В другой раз, придя во время антракта на сцену Александринского театра, император обратился к артисту: «Вот ты, Каратыгин, очень ловко можешь превратиться в кого угодно. Это мне нравится». Каратыгин, поблагодарив государя за комплемент, согласился с ним и сказал: «Да, Ваше Величество, могу действительно играть и нищих, и царей». – «А вот меня, ты, пожалуй, и не сыграл бы», – шутливо заметил Николай. «А позвольте, Ваше Величество, даже сию минуту перед вами я изображу вас». Добродушно настроенный царь заинтересовался: как это так? Пристально посмотрел на Каратыгина и сказал уже более серьезно: «Ну, попробуй». Каратыгин немедленно встал в позу, наиболее характерную для Николая I, и, обратившись к тут же находившемуся директору Императорских театров Степану Александровичу Гидеонову голосом, похожим на голос императора, произнес: «Послушай, Гидеонов, распорядись завтра в 12 часов выдать Каратыгину двойной оклад жалованья за этот месяц». Государь рассмеялся: «Гм… Гм… Недурно играешь». Распрощался и ушел. На другой день в 12 часов Каратыгин получил, конечно, двойной оклад. По другому анекдоту, на ту же тему, Каратыгин, исполняя просьбу Николая I изобразить его, голосом монарха обратился к стоящему рядом с императором адъютанту: «Слушай, голубчик, распорядись послать этому актеришке Каратыгину ящик шампанского». Николай расхохотался, и наутро шампанское было доставлено к дому актера.
Однажды во время похорон писателя Полевого Каратыгин каламбуром остановил Фаддея Булгарина, который хотел ухватиться за ручку гроба: «Уж ты довольно поносил его при жизни».
В другой раз Каратыгин присутствовал на похоронах одного известного картежника, казацкого офицера. На следующий день его спросили: «Ну, как вам похороны?» – «Великолепно! Сначала ехали казаки с пиками, потом музыканты с бубнами, затем духовенство с крестами, потом покойник с червями, а за ними шли дамы, тузы, валеты, и в конце двойки, тройки, четверки», – играя картежной терминологией и каламбуря, ответил Каратыгин.
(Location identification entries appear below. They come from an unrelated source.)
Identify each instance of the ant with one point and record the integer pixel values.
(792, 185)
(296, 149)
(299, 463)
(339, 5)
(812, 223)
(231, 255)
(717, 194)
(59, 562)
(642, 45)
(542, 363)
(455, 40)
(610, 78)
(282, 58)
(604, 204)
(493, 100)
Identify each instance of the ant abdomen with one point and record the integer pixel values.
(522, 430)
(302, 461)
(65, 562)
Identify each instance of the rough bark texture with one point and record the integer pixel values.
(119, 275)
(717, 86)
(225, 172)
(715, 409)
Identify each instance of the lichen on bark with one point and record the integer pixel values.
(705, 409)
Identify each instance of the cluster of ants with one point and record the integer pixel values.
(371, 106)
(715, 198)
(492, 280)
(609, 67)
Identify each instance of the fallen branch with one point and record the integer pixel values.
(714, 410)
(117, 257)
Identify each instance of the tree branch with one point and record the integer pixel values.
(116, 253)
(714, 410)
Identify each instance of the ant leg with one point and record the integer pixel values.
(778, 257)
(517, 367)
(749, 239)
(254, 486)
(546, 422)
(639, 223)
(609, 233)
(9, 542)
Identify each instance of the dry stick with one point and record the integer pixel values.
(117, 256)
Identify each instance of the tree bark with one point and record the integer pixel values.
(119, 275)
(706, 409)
Каратыгину приписывают и другие каламбуры, адресованные плодовитым, но бездарным авторам театральных водевилей. Об одном из них он сказал: «Лучше бы он писал год и написал что-нибудь годное, чем писал неделю и написал НЕДЕЛЬНОЕ». А актеру, обратившемуся к нему с вопросом: «А помнишь ли ты мою пьесу?», он ответил: «Еще бы! Я ведь злопамятный».
В другой раз, по поводу драмы «В стороне от большого света», Каратыгин будто бы сказал: «Первое действие драмы происходит в селе, второе – в городе, все же остальное написано ни к селу, ни к городу».
Каратыгина похоронили на Тихвинском кладбище Александро-Невской лавры. Согласно одной из легенд, он был положен в гроб живым и перед смертью будто бы даже приподнялся. Как утверждают жизнерадостные театралы, это была его последняя искрометная шутка.
В 1835 году на сцене Александринского театра дебютировала Варвара Николаевна Асенкова. Она родилась в театральной семье. Ее мать была воспитанницей Театрального училища и долгое время выступала на петербургской сцене. Современники утверждают, что Варвара Асенкова была «грациозная, миловидная, с лукавой улыбкой на устах» артистка, которая особенно хорошо выглядела в водевилях, где исполняла так называемые роли с переодеванием: юных маркизов, юнкеров, малолетних королей. В то же время она была первой исполнительницей таких значительных драматических ролей, как Софья в комедии Грибоедова «Горе от ума» и Марья Антоновна в гоголевском «Ревизоре».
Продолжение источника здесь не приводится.